Each year on the first day of class, I do an icebreaker: an “onion” activity in which my high school students throw around a ball of crushed paper that they peel once the music stops playing in the background. Each crumpled sheet in the onion has a question the student answers after stating their name. What is one fear you have, and why? What is one hobby you enjoy doing alone? What fictional place would you most like to go?
The activity helps us build a community.
This year, when we began in-person classes, that activity was out. Group work and lessons had to be reconfigured to ensure everyone’s safety. I found myself rethinking everything.
How do I build relationships with students? How can we create a classroom culture that is close while being six feet apart? How can we care for each other, learn and feel safe during the pandemic with so much uncertainty? The culture of the classroom shifted, changed and was alien to all of us.
When I found out after my in-person classes had ended on Nov. 18 that all schools were going back to remote learning, I was crouched over my laptop, waiting for students to contact me with questions about their Google Classroom assignments. None of them did. But I received a text message from one of my students, Maria: “Did schools close?”
I wanted to comfort her and tell her that everything was going to be OK when, in reality, I had no idea.
That has been the biggest challenge about teaching during the pandemic: reassuring students that even though they can’t physically interact with each other, they still matter. Learning still matters even when the world seems to be falling apart.
When we were all in class again the next day remotely, I gave my students time to vent — to talk about their concerns and disappointments. They needed each other at that moment. I put aside the final paper discussion and allowed them to reflect on the last eight weeks of being together.
They typed in the chat, had their cameras on and shared their spaces with each other. They spoke about how the holidays will feel so different this year. They shared how they couldn’t do school at home: no space, no privacy and no way to be focused.
With schools back to a remote schedule for now, I worry about my students. I worry about how Maria is going to learn in a home environment that doesn’t seem to suit her.

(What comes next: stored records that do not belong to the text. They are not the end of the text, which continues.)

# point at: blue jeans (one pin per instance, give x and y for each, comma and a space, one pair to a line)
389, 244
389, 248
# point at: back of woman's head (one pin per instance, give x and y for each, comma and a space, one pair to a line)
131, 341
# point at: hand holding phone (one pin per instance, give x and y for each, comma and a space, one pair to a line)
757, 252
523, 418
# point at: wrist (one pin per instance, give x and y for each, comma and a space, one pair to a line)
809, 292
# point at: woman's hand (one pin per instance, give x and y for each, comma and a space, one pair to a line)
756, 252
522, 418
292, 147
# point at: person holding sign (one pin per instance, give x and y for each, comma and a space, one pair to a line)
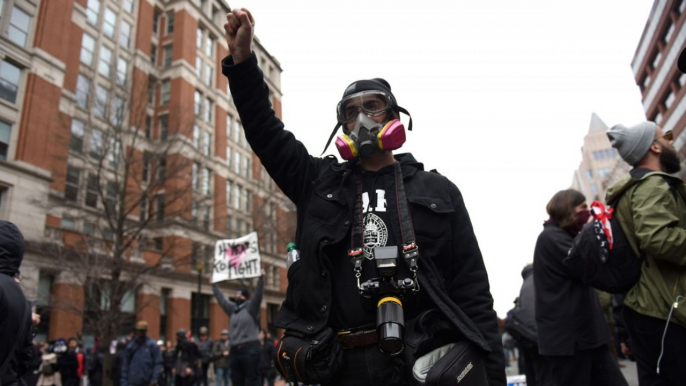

I worry that students who are already struggling with in-person instruction will feel even more deeply lost with remote teaching and learning.
As a special education teacher, I want to remind myself that building relationships with students is one of the only ways I can help them, especially during the uncertainty of the pandemic.
I’m preparing to teach a new class in a couple of weeks, this time remotely with co-teachers. I’m planning to start with an icebreaker that will allow us to build community.
Maybe I will give the onion activity another shot. No ball of crushed paper — instead, I’ll share my screen and post the questions.
Ara is the pseudonym for a fifth-year high school special education teacher in Manhattan.